3) Do you guys ever sit down with a few different bottles and do things like blind taste test and such?
That is a great way to learn about different styles of bourbons and also how some inexpensive bourbons can be really good (and conversely how some expensive bourbons can be inferior when you strip away your perception of their reputation).
@Carlton Hey man, thanks for writing all of that out for me. I appreciate the tip about keeping it under $50. I've been "window shopping" so much that its hard to get a grasp on what I should be spending to get the proper initiation into this world. I'm going to order a set of Glencairn glasses this weekend. Would you mind sharing with me some of your favorite bourbons?
@bdam123I think Carlton said almost everything in his post.I usually go to a bar/pub and try various different bottles so I know what I should spend money on to buy home.I have done a blind tasting twice in my life and it was interesting. A great way to learn whisky.For me the favourite bourbon is Makers Mark. But compared to Carlton I have not tried as much Bourbon.
You're welcome. Below are some good bourbons that should give you a feel for the flavor profiles of the major distilleries:
Jim Beam-Knob Creek (both the standard small batch or the single barrel), Jim Beam Black, and Baker's.
Four Roses-Small Batch and Single Barrel.
Maker's Mark-Standard MM and Maker's 46.
Buffalo Trace-Buffalo Trace and Eagle Rare 10 Year Old.
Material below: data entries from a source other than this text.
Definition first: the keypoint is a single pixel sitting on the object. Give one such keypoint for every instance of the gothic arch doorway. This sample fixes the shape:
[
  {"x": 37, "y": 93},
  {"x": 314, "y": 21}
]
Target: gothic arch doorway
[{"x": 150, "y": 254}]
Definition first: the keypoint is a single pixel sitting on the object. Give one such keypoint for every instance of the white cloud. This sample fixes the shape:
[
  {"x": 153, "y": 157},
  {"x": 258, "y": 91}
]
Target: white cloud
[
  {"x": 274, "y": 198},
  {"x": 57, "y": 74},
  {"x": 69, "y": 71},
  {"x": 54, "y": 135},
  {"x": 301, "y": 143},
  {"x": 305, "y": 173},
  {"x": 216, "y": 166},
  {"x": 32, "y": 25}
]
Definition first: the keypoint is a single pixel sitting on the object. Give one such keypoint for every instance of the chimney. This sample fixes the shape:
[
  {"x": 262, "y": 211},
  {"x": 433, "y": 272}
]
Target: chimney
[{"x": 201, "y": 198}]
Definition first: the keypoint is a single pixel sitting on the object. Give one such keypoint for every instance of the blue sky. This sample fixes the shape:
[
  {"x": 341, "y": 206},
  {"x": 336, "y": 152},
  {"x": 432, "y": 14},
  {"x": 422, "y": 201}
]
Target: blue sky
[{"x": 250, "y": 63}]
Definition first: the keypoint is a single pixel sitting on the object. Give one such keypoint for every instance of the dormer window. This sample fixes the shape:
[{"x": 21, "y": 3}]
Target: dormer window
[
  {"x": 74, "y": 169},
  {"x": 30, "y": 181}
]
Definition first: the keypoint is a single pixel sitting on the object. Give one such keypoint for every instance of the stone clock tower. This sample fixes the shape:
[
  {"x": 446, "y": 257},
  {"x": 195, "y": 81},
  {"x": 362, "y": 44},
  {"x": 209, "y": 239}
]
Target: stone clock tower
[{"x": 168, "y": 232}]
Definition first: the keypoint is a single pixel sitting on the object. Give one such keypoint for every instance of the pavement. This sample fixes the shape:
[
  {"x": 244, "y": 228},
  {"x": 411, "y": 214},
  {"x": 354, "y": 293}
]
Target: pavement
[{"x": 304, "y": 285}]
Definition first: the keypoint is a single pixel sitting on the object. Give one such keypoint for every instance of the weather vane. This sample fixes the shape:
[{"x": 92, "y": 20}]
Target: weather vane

Heaven Hill-Elijah Craig Small Batch (or Single Barrel), Larceny (their wheated mash bill).
Brown Foreman, Shively-Old Forester Signature, Old Forester 1920 Prohibition Style (this is a bit over $50, but it is one of the best bourbons available at any price).
Woodford Reserve-Distiller's Select and Double Oaked.
Wild Turkey-Rare Breed and Russell's Reserve 10 Year Old.
Barton-1792 Small Batch (several other versions are available and all are good).
MGPI-Their bourbon is bought and bottled by other companies, and one of the best of these is Smooth Ambler Old Scout.
Nice. I like the tip about going to the pub to try a few out. Going to hunt for some good spots this weekend. @CarltonThanks for the extensive list brother. Looking forward to tasting all of these!
Not a big bourbon fan, but my favourite is jack daniels single barrel. Markers mark is also very good.
Those are also two of my favorites.
@DaFin yeah I agree jack daniels single barrel is fantastic.